The Mac Malware of 2022 👾 by Patrick Wardle

Recommended by:

Damien Weiss (@damienweiss)

"While we all know about Windows malware, malware on the Mac is a lesser known entity. Thankfully, Patrick Wardle over at Objective-See has been educating folks on the state of security on the Mac for years. This year, he has published the state of Mac malware for 2022 with descriptions and samples of the malware itself. Relevant to us using Splunk, he has also published IOCs for the malware."

Travis Lowe

"This post dives into new Mac malware discovered over the past year. Each sample is broken down and analyzed. There is representation from all kinds of different malware ranging from coin miners to full featured implants capable of all kinds of actions. The goal of the post is for readers to come away with 'a thorough understanding of recent threats targeting macOS' and it definitely delivers."

Ransomware Diaries: Volume 1 by Jon DiMaggio

Recommended by:

Haylee Mills (@7thdrxn)

"Holy moly, this is an incredible deep dive into the impact and operations of the LockBit ransomware group by Jon DiMaggio. It has nearly 100 citations, as well as interesting interactions from the darknet forums Jon has been staking out. I can't even begin to properly articulate the amount of insight into modern ransomware operations this article gets into; set aside an hour, pour yourself a cup of coffee (or bourbon), and enjoy this wild ride."

Madeleine Tauber

"If you, like me, enjoy reading about the 'why' and 'who' behind cyber attacks, then check out Jon DiMaggio’s behavioral profile of the LockBit ransomware gang. After months spent investigating the cybercrime syndicate, he produced this well-researched paper with in-depth analysis of the LockBit gang, their attacks, and their 'outside-of-the-box' strategies for recruitment and growth.
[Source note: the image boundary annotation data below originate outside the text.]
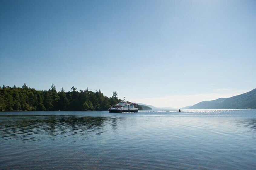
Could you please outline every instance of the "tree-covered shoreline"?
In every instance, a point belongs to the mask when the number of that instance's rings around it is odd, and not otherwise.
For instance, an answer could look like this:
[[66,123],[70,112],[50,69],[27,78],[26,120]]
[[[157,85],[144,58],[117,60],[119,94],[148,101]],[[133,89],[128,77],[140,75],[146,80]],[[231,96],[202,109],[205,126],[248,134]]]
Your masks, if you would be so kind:
[[62,88],[57,92],[53,84],[48,91],[31,88],[26,83],[22,88],[3,85],[0,87],[0,111],[107,110],[121,101],[117,96],[116,91],[109,97],[100,90],[94,92],[88,88],[78,91],[74,86],[70,91]]

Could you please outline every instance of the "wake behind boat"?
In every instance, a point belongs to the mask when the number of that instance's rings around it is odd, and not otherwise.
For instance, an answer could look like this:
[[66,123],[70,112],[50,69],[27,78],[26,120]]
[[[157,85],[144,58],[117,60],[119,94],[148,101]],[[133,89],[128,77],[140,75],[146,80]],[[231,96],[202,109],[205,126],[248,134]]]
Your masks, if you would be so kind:
[[112,106],[108,110],[110,113],[137,112],[138,109],[136,103],[128,103],[124,97],[123,100],[116,105]]

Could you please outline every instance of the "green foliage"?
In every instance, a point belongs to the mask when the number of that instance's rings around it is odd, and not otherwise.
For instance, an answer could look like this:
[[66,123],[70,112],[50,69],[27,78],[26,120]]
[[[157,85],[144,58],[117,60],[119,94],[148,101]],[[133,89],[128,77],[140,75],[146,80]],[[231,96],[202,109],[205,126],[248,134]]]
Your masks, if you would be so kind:
[[87,88],[78,91],[73,86],[71,91],[65,92],[62,88],[57,92],[53,83],[48,91],[31,88],[26,83],[22,88],[4,85],[0,88],[0,111],[107,110],[121,100],[116,91],[109,98],[100,90],[94,92]]

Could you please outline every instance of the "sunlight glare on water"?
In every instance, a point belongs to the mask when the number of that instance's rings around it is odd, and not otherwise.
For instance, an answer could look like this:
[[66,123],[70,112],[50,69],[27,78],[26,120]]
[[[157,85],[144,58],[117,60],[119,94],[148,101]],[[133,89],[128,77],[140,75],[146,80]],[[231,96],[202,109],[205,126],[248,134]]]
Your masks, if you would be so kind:
[[256,110],[0,116],[0,168],[253,169]]

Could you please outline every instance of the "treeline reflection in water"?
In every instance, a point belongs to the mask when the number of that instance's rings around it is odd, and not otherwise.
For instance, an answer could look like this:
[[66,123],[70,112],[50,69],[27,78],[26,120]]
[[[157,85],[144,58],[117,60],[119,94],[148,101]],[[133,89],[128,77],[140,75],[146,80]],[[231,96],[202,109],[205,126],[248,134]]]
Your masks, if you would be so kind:
[[37,140],[49,137],[72,135],[89,137],[104,132],[104,126],[116,126],[117,117],[70,115],[2,115],[0,133],[4,139]]
[[256,110],[145,112],[3,113],[0,169],[256,167]]

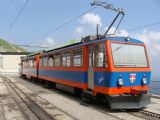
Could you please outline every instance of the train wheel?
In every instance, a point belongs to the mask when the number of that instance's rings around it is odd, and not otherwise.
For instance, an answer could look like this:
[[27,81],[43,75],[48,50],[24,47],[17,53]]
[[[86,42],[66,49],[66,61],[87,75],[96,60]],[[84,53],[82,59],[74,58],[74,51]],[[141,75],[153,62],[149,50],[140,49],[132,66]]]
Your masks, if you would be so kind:
[[91,101],[91,98],[85,92],[82,92],[81,99],[83,102],[87,102],[87,103]]

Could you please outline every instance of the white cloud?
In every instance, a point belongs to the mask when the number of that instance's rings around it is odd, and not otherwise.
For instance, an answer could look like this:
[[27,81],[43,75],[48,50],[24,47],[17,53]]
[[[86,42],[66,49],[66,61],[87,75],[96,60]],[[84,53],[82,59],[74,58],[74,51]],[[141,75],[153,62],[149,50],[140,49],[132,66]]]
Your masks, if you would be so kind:
[[56,45],[56,43],[54,42],[54,40],[50,36],[48,36],[47,39],[42,42],[43,47],[52,47],[55,45]]
[[101,17],[98,14],[94,13],[85,14],[80,20],[80,23],[90,26],[96,26],[97,24],[102,26]]
[[81,37],[84,33],[84,29],[82,26],[79,26],[75,29],[74,34],[78,37]]
[[95,34],[97,24],[102,27],[101,17],[98,14],[94,13],[85,14],[79,20],[79,23],[80,25],[74,30],[74,35],[78,38]]

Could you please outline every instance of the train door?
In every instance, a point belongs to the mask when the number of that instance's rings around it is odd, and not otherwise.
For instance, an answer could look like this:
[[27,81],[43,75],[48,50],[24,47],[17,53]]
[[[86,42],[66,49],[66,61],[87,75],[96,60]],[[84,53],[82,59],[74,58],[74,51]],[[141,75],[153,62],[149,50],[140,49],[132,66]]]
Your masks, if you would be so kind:
[[37,73],[37,78],[39,77],[39,55],[36,55],[36,73]]
[[88,89],[94,89],[94,46],[88,47]]

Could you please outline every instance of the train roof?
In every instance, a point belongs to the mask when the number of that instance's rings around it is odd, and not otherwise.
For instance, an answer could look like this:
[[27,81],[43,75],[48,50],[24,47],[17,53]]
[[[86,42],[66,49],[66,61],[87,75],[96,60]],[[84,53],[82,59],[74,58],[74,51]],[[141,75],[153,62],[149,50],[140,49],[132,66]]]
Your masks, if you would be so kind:
[[51,49],[46,50],[45,52],[48,53],[48,52],[56,51],[56,50],[59,50],[59,49],[73,48],[73,47],[83,46],[83,45],[87,45],[87,44],[91,44],[91,43],[103,42],[103,41],[107,41],[107,40],[120,41],[120,42],[130,42],[130,43],[135,43],[135,44],[144,44],[144,42],[142,42],[140,40],[137,40],[137,39],[134,39],[134,38],[129,38],[129,40],[126,41],[127,38],[128,37],[105,37],[105,38],[102,38],[102,39],[90,40],[89,42],[79,41],[77,43],[73,43],[73,44],[70,44],[70,45],[51,48]]
[[129,42],[129,43],[135,43],[135,44],[144,44],[144,42],[142,42],[140,40],[137,40],[137,39],[134,39],[134,38],[129,38],[129,40],[127,40],[127,38],[128,37],[117,37],[117,36],[115,36],[115,37],[105,37],[105,38],[101,38],[101,39],[89,40],[88,42],[76,41],[76,43],[73,43],[73,44],[57,46],[57,47],[50,48],[50,49],[47,49],[47,50],[31,53],[23,59],[33,58],[40,53],[49,53],[49,52],[57,51],[57,50],[60,50],[60,49],[80,47],[80,46],[83,46],[83,45],[87,45],[87,44],[91,44],[91,43],[97,43],[97,42],[103,42],[103,41],[107,41],[107,40],[119,41],[119,42]]

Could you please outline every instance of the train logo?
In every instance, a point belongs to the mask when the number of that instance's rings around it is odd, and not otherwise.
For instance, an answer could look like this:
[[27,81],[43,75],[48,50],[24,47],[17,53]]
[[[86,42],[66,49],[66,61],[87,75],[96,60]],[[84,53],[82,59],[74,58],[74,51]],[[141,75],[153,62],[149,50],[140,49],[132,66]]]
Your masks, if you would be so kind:
[[136,74],[130,74],[130,81],[131,83],[134,83],[136,80]]

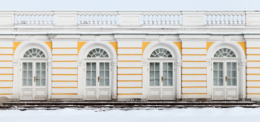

The paper also includes findings on the gang leadership's 'narcissistic' tendencies, potential errors in previous attributions, and LockBit's relationships with key members of other ransomware groups such as REvil and DarkSide/BlackMatter. Though a bit lengthy (scroll to the 'Unmasking LockBit' section if you’re short on time!), it is a captivating read providing insight into the minds of cybercriminals."

A Sneaky Ad Scam Tore Through 11 Million Phones by Matt Burgess for WIRED

Recommended by:

Shannon Davis (@DrShannon2000 / @DrShannon2000@infosec.exchange)

"This is a really good article covering a seldom-explored realm in our industry. Digital advertising tends to be a black box where stuff just happens. Beneath the surface, there are a number of vectors that bad actors can abuse in digital advertising, and this article gives us an example called Vastflux that resulted in a huge amount of fraudulent payments to the adversary."

Tamara Chacon (LinkedIn)

"Pop-up ads—let's be honest—are the worst. We have all seen them on the side of a website we are visiting and they have somehow become even more troublesome. This WIRED article is about a widespread attack on the lucrative online advertising business. Researches at Human Security discovered the attack, dubbed Vastflux. The article does a great job outlining their findings and how the ad business works. It is a short but insightful read that may make you dislike online ads even more."

Hunting for signs of persistence in the cloud: an IR guide following the CircleCI incident by Lior Sonntag for wiz.io

Recommended by:

Sydney Howard (@letswastetime)

"CircleCI incident got you down? Whether you are a customer or not, it's a great time to review your cloud environments for signs of persistence! This post focuses on ideas for hunting through your logs for signs that adversaries are persisting in your cloud environments. Use these queries to baseline and further build high fidelity detections for your SOC. Happy hunting!"

Timeline of the latest LastPass data breaches by Michael Hill for CSO UK

Recommended by:

Dustin Eastman (@DustinJEastman/@DarkDrgn)

"This article is a very concise outline of all of the recent concerns and issues that have been raised by the breach of the password vault company LastPass. It does an excellent job of providing a glimpse into the nightmares of any system administrator or security practitioner. The article lays out the timeline with the stepwise way in which various elements from an attack built upon one another to lead to progressive access, and potential risk/compromise, and that is seen in the progressive messages from the LastPass organization to clients.

Most importantly, for those of us in security, this article drives home the importance on end-to-end incident investigation, and how just as we might leverage frameworks such as MITRE ATT&CK, or pick your flavor of framework, to map to for our investigation of threats. Adversaries do indeed use these methods, but they also have their own timelines, and ultimate goals. This guides the intentionality in how they strike. It won't necessarily be a single massive strike, it may be iterative, and as time passes we must remain vigilant for signs that something that has occurred may still put the organization at risk."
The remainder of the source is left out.